Ein Teil des eigenen Webshop-Angebots wird in eine lokalisierte Variante überführt: eine Art „Light-Version“ des eigenen Shops. Hier sollten die Produkte auftauchen, die sich bereits auf dem Marktplatz gut verkauft haben. Diese Phase dient auch dazu, die Bekanntheit im Zielmarkt zu steigern. Es ist die Zeit eigenständiger Marketingaktionen gekommen, etwa durch die Teilnahme an lokalen Affiliate-Programmen. In dieser Phase kann dann auch mit Logistik direkt im Zielland experimentiert werden.

Dieses Angebot wird dann sukzessive erweitert. Es werden mehr Artikel in den lokalisierten Shop übernommen, das Marketing wird intensiviert. Am Ende wird der Händler auf eine vollständige Kopie seines bisher genutzten Shops zugreifen, inklusive aller Prozesse, nur eben in einer anderen Sprache und für ein anderes Zielland.


Enabler und Dienstleister bringen Vorteile

Mit der Erweiterung der Vertriebskanäle bleibt es nicht aus, dass gleichartige Aufgaben mehrfach erledigt werden müssen. Produktstammdaten müssen auf den verschiedenen Marktplätzen hochgeladen und aktuell gehalten werden. Zugleich sind die Abverkäufe und Liefermengen für die Marktplätze im Blick zu behalten. Die parallele Bearbeitung von mehreren Marktplätzen hat schon etwas von Multitasking.

Hier können Dienstleister eine enorme Erleichterung bringen. ChannelAdvisor beispielsweise unterstützt den Händler bei vielen Routineaufgaben. So müssen Produktdaten nur einmal gepflegt werden und landen dann automatisiert auf den Marktplätzen, die der Händler bedienen will. Auch der Lagerbestand kann so einfacher im Blick behalten werden, ohne in Out-of-Stock-Situationen zu geraten.

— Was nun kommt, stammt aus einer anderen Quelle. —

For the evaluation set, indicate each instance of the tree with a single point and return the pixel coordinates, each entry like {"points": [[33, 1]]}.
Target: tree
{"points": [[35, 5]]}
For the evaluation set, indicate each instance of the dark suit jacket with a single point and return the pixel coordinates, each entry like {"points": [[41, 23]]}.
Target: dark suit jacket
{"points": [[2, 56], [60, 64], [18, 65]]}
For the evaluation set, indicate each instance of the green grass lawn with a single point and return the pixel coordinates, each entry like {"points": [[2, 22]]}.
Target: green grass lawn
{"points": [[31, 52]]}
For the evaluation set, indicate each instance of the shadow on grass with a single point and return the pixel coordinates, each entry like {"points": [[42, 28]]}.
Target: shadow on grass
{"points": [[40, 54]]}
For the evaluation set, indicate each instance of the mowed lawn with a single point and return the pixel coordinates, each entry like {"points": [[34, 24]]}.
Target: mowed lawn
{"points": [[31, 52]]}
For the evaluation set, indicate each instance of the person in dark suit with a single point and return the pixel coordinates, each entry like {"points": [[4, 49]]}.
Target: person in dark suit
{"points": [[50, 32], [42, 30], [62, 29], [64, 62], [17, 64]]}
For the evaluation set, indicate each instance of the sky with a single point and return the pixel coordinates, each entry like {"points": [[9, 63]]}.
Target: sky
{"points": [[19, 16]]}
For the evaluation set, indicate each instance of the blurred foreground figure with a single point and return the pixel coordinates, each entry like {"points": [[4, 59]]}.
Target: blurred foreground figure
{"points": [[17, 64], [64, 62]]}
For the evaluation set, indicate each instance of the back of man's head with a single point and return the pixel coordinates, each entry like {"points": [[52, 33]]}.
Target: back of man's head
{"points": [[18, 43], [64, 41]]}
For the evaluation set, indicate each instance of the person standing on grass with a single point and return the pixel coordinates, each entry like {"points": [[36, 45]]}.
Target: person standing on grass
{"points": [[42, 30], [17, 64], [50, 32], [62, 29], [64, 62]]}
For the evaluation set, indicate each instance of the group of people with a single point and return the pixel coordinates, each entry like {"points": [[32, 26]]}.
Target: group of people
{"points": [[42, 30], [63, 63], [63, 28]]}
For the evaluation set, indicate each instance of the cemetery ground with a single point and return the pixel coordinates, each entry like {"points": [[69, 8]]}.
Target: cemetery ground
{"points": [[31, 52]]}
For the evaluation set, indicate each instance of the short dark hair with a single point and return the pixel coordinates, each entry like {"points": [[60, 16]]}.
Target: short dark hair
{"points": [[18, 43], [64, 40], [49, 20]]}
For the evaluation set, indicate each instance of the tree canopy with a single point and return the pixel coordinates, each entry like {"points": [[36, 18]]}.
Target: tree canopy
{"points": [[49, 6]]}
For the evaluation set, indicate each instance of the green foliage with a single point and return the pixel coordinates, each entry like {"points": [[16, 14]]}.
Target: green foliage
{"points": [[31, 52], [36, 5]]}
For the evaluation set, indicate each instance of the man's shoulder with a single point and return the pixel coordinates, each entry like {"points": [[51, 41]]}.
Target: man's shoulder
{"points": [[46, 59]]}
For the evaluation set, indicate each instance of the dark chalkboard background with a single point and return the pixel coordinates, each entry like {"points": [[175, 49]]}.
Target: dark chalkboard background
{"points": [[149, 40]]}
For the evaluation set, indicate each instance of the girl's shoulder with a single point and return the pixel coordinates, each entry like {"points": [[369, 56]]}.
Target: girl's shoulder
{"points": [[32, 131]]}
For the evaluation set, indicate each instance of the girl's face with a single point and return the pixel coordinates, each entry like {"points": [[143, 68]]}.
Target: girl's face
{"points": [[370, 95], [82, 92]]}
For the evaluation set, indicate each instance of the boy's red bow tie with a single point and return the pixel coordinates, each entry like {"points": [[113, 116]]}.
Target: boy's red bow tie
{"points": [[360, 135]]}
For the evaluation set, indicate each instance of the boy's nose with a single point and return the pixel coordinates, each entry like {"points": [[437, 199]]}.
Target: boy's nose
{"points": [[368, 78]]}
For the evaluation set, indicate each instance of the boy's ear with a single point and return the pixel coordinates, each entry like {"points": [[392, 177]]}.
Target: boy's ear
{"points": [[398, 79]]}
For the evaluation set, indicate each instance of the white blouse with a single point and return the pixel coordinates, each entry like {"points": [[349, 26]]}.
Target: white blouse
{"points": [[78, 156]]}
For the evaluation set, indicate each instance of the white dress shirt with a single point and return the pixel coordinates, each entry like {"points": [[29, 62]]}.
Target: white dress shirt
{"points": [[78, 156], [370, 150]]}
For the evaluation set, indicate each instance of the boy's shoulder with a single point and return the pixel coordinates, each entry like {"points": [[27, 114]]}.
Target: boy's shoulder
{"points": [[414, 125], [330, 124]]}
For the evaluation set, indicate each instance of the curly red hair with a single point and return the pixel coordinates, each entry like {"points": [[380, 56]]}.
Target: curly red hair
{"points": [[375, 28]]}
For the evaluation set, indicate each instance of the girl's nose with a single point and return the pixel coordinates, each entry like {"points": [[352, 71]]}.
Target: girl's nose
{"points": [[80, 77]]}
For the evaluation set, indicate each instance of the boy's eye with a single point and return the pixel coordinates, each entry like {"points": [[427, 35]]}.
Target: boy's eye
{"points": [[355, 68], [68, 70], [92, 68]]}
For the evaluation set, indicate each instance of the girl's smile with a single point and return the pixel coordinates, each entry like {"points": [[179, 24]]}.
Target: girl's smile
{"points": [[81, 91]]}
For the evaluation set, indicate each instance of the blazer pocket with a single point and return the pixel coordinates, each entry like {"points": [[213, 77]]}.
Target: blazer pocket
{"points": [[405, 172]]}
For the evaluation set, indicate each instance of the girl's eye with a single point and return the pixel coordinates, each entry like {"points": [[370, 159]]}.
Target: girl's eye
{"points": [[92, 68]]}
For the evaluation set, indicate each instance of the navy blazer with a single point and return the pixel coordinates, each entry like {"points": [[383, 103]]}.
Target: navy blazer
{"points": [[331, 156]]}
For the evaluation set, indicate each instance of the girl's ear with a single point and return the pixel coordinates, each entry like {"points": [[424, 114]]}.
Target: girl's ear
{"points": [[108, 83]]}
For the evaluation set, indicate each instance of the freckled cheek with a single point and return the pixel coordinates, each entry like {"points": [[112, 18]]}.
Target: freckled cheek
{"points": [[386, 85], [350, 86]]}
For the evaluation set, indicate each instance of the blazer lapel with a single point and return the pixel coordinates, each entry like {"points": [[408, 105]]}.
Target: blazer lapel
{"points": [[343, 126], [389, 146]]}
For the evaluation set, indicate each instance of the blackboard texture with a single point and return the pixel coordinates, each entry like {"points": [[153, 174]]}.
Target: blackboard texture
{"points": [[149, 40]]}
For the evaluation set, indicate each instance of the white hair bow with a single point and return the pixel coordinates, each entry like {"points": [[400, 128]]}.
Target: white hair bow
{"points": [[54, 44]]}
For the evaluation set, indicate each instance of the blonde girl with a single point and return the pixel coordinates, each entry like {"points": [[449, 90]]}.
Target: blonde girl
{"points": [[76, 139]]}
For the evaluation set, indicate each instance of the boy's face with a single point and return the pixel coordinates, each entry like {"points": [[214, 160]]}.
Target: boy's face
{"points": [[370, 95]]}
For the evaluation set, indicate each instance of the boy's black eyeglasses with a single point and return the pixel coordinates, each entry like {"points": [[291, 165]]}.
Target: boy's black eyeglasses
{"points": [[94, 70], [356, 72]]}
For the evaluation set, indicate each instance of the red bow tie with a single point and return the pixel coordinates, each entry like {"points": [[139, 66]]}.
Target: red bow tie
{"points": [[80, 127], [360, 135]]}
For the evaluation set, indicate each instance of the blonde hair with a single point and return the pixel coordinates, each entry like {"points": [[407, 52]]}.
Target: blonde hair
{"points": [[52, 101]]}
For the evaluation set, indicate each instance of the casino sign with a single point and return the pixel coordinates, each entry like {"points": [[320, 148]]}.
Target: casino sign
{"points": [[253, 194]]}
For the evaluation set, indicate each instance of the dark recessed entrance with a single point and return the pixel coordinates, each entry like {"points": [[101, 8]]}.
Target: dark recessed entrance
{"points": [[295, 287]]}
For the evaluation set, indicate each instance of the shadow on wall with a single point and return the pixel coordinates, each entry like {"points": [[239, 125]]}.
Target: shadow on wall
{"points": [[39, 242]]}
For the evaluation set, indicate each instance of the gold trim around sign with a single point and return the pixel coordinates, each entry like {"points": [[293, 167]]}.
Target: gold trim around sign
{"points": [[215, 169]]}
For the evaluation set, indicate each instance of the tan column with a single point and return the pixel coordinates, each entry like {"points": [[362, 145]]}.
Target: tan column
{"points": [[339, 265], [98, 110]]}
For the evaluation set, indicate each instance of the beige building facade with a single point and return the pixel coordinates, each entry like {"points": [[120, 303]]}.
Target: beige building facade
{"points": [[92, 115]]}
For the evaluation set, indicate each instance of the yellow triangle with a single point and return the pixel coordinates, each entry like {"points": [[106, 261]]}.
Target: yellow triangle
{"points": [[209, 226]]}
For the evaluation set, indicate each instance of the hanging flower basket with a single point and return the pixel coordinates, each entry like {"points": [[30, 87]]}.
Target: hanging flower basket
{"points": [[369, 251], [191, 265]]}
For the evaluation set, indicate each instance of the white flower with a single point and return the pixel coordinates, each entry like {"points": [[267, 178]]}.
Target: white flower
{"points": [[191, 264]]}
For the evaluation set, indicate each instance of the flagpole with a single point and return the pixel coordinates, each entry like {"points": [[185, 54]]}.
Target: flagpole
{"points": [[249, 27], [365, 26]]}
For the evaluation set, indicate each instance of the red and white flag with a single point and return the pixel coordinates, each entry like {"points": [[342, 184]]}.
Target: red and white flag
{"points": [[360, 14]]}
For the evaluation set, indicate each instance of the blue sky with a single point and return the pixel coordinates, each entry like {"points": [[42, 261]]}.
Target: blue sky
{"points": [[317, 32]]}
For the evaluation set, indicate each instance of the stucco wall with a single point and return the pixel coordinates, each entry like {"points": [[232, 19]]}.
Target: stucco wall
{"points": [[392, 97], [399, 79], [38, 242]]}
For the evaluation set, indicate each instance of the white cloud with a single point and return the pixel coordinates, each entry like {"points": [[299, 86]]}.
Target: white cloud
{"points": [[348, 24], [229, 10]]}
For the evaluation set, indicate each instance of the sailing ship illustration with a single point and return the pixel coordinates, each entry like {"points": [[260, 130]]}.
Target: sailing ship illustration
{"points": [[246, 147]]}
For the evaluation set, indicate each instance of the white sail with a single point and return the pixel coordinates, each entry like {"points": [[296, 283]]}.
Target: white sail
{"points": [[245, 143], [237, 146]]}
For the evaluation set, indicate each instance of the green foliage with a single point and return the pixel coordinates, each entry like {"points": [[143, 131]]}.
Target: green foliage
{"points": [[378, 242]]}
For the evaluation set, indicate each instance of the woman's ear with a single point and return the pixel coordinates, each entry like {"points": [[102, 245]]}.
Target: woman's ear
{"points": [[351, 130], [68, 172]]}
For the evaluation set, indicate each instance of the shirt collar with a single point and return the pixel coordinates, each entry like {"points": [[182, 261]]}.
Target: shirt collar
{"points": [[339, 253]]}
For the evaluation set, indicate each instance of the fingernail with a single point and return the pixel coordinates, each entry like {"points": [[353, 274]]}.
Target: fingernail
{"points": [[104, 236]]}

Die Unterstützung durch externe Dienstleister kann zusätzlich helfen, die Sichtbarkeit auf einen Marktplatz zu vergrößern oder auch den Versand über ein einheitliches Backend abzuwickeln. Hier profitiert der Händler dann nicht nur von den Vorteilen des Marktplatzes selbst, sondern auch von den Kooperationen und Schnittstellen seines Dienstleisters.

Die Expansion ins Ausland muss kein Abenteuer werden. Eine gute Planung und eine schrittweise Vorgehensweise sind aber nötig, um nicht zu viel auf einmal zu wollen. Denn auch bei Kunden im Ausland gilt die Devise, dass einmal zerstörtes Vertrauen kaum wieder zurückgewonnen werden kann.